History

Nazi Germany
- Name: U-865
- Ordered: 25 August 1941
- Builder: DeSchiMAG AG Weser, Bremen
- Yard number: 1073
- Laid down: 5 January 1943
- Launched: 12 July 1943
- Commissioned: 25 October 1943
- Fate: Missing since 9 September 1944

General characteristics
- Class & type: Type IXC/40 submarine
- Displacement: 1,144 t (1,126 long tons) surfaced; 1,257 t (1,237 long tons) submerged;
- Length: 76.76 m (251 ft 10 in) o/a; 58.75 m (192 ft 9 in) pressure hull;
- Beam: 6.86 m (22 ft 6 in) o/a 4.44 m (14 ft 7 in) pressure hull
- Height: 9.60 m (31 ft 6 in)
- Draught: 4.67 m (15 ft 4 in)
- Installed power: 4,400 PS (3,200 kW; 4,300 bhp) (diesels); 1,000 PS (740 kW; 990 shp) (electric);
- Propulsion: 2 shafts; 2 × diesel engines; 2 × electric motors;
- Speed: 18.3 knots (33.9 km/h; 21.1 mph) surfaced; 7.3 knots (13.5 km/h; 8.4 mph) submerged;
- Range: 13,850 nmi (25,650 km; 15,940 mi) at 10 knots (19 km/h; 12 mph) surfaced; 63 nmi (117 km; 72 mi) at 4 knots (7.4 km/h; 4.6 mph) submerged;
- Test depth: 230 m (750 ft)
- Complement: 4 officers, 44 enlisted
- Armament: 6 × torpedo tubes (4 bow, 2 stern); 22 × 53.3 cm (21 in) torpedoes; 1 × 10.5 cm (4.1 in) SK C/32 deck gun (180 rounds); 1 × 3.7 cm (1.5 in) Flak M42 AA gun; 2 x twin 2 cm (0.79 in) C/30 AA guns;

Service record
- Part of: 4th U-boat Flotilla; 25 October 1943 – 30 June 1944; 10th U-boat Flotilla; 1 July – 19 September 1944;
- Identification codes: M 53 961
- Commanders: Oblt.z.S. Dietrich Stellmacher; 25 October 1943 – September 1944;
- Operations: 1 patrol:; 8 – 9 September 1944;
- Victories: None

= German submarine U-865 =

German World War II submarine

German submarine U-865 was a Type IXC/40 U-boat of Nazi Germany's Kriegsmarine built for service during the Second World War. She was laid down in Bremen, Germany on 5 January 1943, and launched on 12 July 1943.

==Design==
German Type IXC/40 submarines were slightly larger than the original Type IXCs. U-865 had a displacement of 1144 t when at the surface and 1257 t while submerged. The U-boat had a total length of 76.76 m, a pressure hull length of 58.75 m, a beam of 6.86 m, a height of 9.60 m, and a draught of 4.67 m. The submarine was powered by two MAN M 9 V 40/46 supercharged four-stroke, nine-cylinder diesel engines producing a total of 4400 PS for use while surfaced, two Siemens-Schuckert 2 GU 345/34 double-acting electric motors producing a total of 1000 shp for use while submerged. She had two shafts and two 1.92 m propellers. The boat was capable of operating at depths of up to 230 m.

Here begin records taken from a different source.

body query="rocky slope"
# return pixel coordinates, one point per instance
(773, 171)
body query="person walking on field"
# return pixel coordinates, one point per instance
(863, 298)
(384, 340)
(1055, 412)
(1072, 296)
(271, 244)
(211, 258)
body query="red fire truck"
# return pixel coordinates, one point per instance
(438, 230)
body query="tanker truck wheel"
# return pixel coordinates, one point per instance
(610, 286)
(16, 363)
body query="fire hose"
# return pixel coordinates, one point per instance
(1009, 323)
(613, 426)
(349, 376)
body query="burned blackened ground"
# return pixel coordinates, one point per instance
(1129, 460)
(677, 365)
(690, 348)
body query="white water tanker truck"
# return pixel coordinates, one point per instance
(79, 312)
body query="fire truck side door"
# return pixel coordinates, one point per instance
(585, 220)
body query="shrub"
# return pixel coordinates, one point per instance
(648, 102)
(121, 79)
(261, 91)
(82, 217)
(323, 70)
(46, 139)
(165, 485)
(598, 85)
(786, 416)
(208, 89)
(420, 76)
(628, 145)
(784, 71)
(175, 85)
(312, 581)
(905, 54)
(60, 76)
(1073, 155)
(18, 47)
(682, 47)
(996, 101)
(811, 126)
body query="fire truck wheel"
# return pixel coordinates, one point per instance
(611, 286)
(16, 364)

The submarine had a maximum surface speed of 18.3 kn and a maximum submerged speed of 7.3 kn. When submerged, the boat could operate for 63 nmi at 4 kn; when surfaced, she could travel 13850 nmi at 10 kn. U-865 was fitted with six 53.3 cm torpedo tubes (four fitted at the bow and two at the stern), 22 torpedoes, one 10.5 cm SK C/32 naval gun, 180 rounds, and a 3.7 cm Flak M42 as well as two twin 2 cm C/30 anti-aircraft guns. The boat had a complement of forty-eight.

==Service history==
She had one commander, Oberleutnant zur See Dietrich Stellmacher, for her two patrols. She had a crew complement of 59.

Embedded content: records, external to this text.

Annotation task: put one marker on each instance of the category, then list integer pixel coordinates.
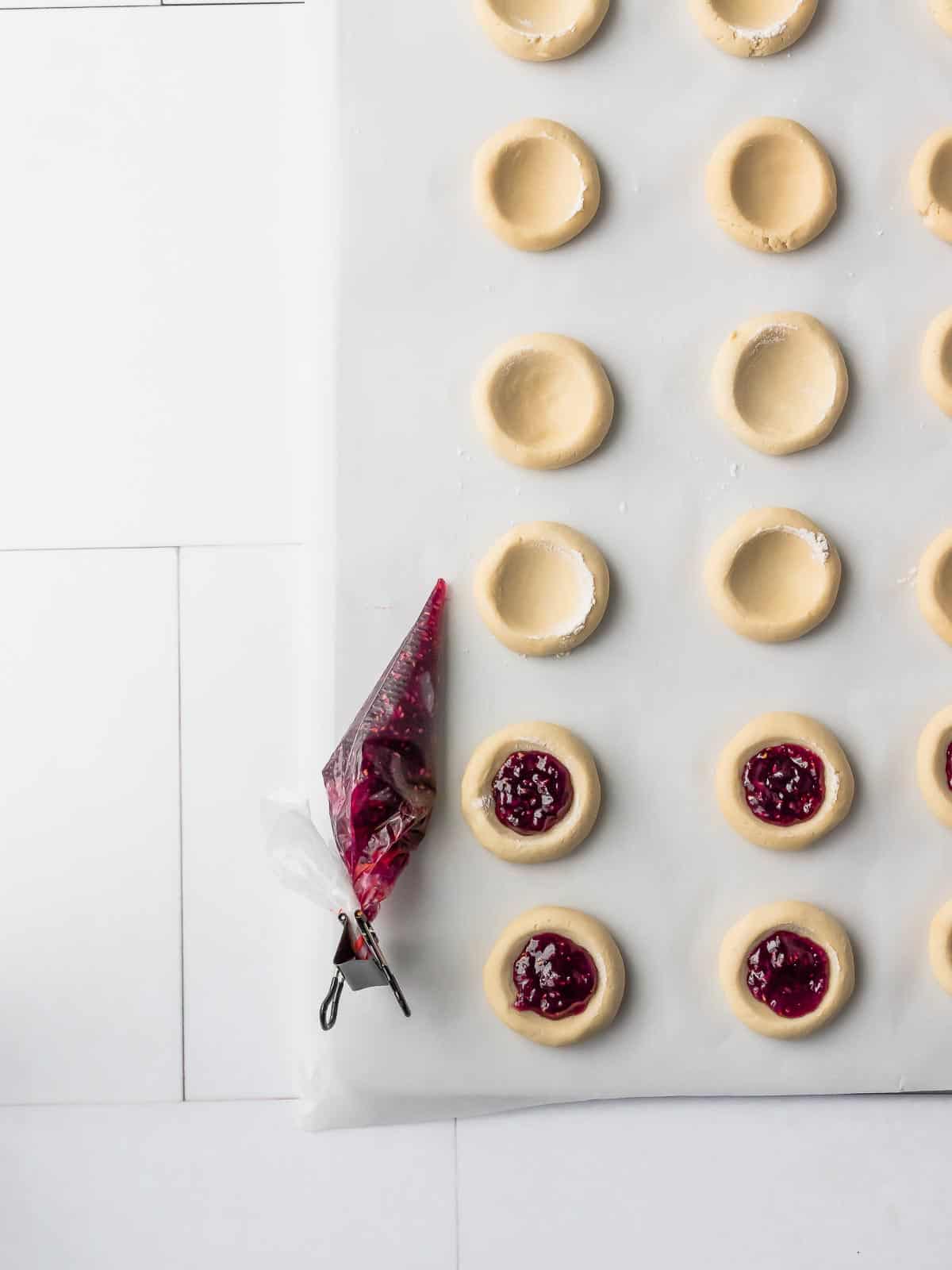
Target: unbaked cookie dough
(543, 402)
(774, 575)
(520, 943)
(933, 584)
(784, 781)
(753, 969)
(937, 361)
(543, 588)
(753, 29)
(941, 946)
(536, 184)
(541, 31)
(942, 13)
(931, 183)
(781, 383)
(933, 765)
(771, 186)
(531, 793)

She did not sink any shipping on her two patrols, and went missing after leaving Trondheim in Norway on 9 September 1944, with all hands lost.

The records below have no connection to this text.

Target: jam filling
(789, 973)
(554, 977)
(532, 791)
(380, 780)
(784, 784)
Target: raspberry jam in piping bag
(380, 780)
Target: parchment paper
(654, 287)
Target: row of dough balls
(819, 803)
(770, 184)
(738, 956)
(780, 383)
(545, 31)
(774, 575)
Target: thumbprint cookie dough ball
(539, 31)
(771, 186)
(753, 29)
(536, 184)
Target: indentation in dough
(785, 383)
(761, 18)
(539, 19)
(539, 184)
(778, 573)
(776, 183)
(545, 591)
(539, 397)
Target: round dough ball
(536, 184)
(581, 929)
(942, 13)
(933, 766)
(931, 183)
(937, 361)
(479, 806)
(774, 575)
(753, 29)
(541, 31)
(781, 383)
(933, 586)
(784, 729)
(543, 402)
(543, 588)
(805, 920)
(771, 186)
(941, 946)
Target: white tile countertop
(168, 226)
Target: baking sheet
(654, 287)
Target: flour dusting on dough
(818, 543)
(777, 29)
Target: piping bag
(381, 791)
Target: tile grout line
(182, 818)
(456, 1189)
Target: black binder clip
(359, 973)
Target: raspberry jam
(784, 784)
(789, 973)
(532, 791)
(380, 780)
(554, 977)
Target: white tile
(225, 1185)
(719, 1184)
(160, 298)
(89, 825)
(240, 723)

In late June/ early July 1944, she was attacked by an RAF B-24 Liberator, which did some damage to her, however she in turn did some damage to the attacking aircraft with the submarine's flak gun, setting the aircraft on fire. Both the U-boat and aircraft were forced to return to their respective bases.